Blog

This Week in Databend #123

PsiACEDec 10, 2023

Databend is a modern cloud data warehouse, serving your massive-scale analytics needs at low cost and complexity. Open source alternative to Snowflake. Also available in the cloud: https://app.databend.com .

What's New

Stay informed about the latest features of Databend.

MERGE INTO now Shows Statistics

Databend now shows statistics for MERGE INTO, returning the number of affected rows after updates, deletes, and inserts.

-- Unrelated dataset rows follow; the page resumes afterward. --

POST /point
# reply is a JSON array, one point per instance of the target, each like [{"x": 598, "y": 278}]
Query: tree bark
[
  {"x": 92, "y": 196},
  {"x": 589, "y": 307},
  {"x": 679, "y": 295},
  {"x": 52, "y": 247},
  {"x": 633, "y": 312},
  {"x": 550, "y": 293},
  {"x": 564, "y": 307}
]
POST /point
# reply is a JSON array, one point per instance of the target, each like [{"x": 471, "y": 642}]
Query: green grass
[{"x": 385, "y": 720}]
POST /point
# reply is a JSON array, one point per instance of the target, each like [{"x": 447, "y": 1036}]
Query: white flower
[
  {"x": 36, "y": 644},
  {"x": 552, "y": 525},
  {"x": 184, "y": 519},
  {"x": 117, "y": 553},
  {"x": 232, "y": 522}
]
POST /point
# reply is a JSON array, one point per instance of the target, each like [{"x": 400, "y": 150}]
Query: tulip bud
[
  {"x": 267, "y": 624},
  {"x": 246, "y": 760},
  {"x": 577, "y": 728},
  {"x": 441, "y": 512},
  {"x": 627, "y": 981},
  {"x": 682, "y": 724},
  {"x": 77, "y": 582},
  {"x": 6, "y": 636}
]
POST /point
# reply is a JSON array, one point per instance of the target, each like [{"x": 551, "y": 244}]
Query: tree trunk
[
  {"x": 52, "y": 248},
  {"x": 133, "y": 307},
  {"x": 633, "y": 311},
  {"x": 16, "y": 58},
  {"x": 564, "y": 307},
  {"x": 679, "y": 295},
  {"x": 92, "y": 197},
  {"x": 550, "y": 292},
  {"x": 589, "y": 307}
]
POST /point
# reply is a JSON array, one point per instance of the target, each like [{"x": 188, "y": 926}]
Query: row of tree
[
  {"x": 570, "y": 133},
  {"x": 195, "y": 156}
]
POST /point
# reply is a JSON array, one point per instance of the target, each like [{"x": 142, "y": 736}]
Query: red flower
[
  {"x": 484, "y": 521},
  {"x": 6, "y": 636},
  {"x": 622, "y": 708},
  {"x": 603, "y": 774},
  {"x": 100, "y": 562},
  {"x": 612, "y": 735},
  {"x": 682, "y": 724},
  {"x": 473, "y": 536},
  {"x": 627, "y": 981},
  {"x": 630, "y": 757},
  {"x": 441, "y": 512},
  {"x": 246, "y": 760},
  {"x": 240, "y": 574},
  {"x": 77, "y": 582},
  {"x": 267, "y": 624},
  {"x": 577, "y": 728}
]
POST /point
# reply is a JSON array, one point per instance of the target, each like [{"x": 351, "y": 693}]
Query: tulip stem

🐳 :) create table t1(a int);
🐳 :) create table t2(b int);
🐳 :) insert into t1 values(1),(3);
🐳 :) insert into t2 values(1),(3),(4);
🐳 :) merge into t1 using t2 on t1.a = t2.a when matched and t2.a = 1 then update * when
matched then delete when not matched then insert *;
+-------------+-------------+-------------+
| insert_rows | update_rows | delete_rows |
+-------------+-------------+-------------+
| 1 | 1 | 1 |
+-------------+-------------+-------------+

If you want to learn more, please feel free to contact the Databend team, or check out the resources listed below.

Code Corner

Discover some fascinating code snippets or projects that showcase our work or learning journey.

Adding Custom Clippy Rules with clippy.toml

rust-clippy is an official code linting tool provided by Rust. It uses static analysis to discover issues or non-compliant code.

By configuring the

clippy.toml
file, you can specify project-specific Clippy rules to enforce consistent code development practices and provide best practice guidelines.

For example, the following configuration prompts developers to use

std::sync::LazyLock
instead of
lazy_static::lazy_static
:

disallowed-macros = [
{ path = "lazy_static::lazy_static", reason = "Please use `std::sync::LazyLock` instead." },
]

Highlights

We have also made these improvements to Databend that we hope you will find helpful:

  • Introduced
    json_path_match
    function and
    @?
    ,
    @@
    operators.
  • Switched to volo thrift as the replacement for upstream thrift, which is no longer actively maintained.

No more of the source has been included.